Monday, November 14, 2011

Feels Good To Be Hungry Again...


So, quickquickquick update…
Last weekend, I don’t really remember exactly how I did… probably okish, edging toward the bad side… but oh well, its in the past now.
After that, I began to count cals more strictly, writing everything down again. Monday ate about 800 calories and… gained. Wth? I guess I’ve fucked up my metabolism up a bit more than I thought ://
Then after that all, I basically fasted all week until Monday, eating a few bites of lunch, and then the rest was liquids. Got down to about 142. Then ate about as any “normal” person would’ve eaten, basically, whatever I wanted through out the day without it turning into a binge, and still lost, bring me only a pound over my lowest weight.
Then it all went downhill this weekend. Binged and purged twice Saturday, and binged three times Sunday, but could only purge twice. Bleh. So, I ended up gaining a bunch. I’m ashamed and don’t really feel like typing the number. So I won’t. I’m hoping that some of it is water weight, so we’ll see…

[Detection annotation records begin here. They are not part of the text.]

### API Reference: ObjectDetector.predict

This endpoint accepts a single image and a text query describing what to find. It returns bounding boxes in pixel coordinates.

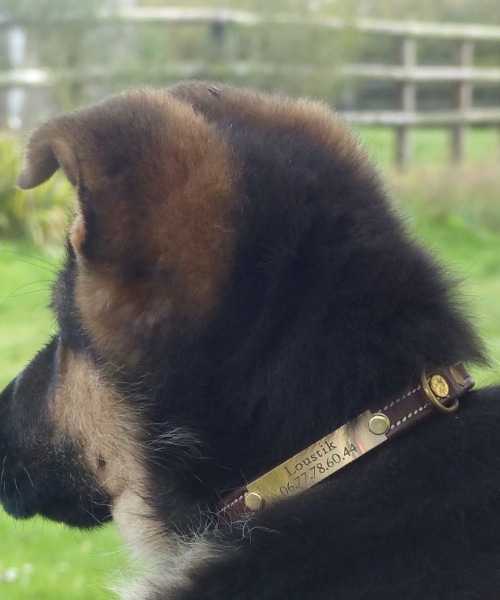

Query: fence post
[396,36,417,169]
[451,40,474,163]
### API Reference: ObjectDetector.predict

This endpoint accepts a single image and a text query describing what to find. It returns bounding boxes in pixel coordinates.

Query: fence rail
[0,8,500,167]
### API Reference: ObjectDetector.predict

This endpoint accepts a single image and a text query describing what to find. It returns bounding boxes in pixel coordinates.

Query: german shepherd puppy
[0,83,500,600]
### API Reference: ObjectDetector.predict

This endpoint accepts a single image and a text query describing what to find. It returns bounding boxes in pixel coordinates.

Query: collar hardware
[221,363,474,522]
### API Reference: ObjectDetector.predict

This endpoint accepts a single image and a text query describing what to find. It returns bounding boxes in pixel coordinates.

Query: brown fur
[171,81,373,177]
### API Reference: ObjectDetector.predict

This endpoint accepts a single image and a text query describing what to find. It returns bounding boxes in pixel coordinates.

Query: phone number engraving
[279,441,360,496]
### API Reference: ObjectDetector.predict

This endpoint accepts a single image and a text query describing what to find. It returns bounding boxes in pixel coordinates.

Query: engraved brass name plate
[247,411,387,503]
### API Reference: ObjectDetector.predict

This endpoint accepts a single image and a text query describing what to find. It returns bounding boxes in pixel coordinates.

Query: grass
[0,129,500,600]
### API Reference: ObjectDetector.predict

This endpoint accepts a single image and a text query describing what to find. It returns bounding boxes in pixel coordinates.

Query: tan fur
[49,347,145,502]
[19,90,238,360]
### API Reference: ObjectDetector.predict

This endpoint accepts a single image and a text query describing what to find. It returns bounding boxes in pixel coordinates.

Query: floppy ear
[18,90,239,352]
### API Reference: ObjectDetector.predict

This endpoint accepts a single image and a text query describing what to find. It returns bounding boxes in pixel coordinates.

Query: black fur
[0,82,500,600]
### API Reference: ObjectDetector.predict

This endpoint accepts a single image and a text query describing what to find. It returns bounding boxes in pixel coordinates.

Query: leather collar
[217,363,474,522]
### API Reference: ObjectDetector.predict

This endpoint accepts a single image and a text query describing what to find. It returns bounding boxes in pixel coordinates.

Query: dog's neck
[217,363,474,522]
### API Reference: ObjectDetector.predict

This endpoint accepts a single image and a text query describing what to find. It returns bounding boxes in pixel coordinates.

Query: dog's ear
[18,90,236,350]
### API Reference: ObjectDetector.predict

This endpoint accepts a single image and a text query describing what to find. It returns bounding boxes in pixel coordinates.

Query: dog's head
[0,83,481,548]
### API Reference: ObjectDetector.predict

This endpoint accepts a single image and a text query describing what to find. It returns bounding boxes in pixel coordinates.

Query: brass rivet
[429,375,450,398]
[368,413,391,435]
[245,492,264,511]
[450,365,466,387]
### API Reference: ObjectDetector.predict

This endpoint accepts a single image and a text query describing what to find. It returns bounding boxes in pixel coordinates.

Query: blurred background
[0,0,500,600]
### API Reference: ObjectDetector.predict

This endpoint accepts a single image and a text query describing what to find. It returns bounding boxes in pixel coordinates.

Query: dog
[0,82,500,600]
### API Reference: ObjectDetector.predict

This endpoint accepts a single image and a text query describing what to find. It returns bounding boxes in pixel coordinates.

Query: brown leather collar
[217,363,474,522]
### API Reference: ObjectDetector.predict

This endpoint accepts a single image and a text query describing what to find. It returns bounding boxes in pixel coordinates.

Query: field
[0,130,500,600]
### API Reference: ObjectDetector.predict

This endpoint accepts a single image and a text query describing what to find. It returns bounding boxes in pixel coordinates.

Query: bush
[0,137,72,245]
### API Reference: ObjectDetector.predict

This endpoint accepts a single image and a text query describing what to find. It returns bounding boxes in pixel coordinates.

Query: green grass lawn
[0,125,500,600]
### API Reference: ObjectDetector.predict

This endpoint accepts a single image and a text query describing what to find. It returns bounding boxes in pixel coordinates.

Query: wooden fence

On another note, I planned on joining the swim team. Mostly for the exercise, and the excuse it gave me to not eat Lol. The first practice was today, but I need insurance to participate. I don’t have it, and my mom’s being too cheap to even get my seasonal insurance, so there goes that idea probably. We’ll see what I can do…

Well, that’s about it I guess… I’ll try to post again/more.
Xx – H

P.S. Feels good to write everything down… I feel so much less stressed now Hah.


Monday, November 7, 2011

Quick...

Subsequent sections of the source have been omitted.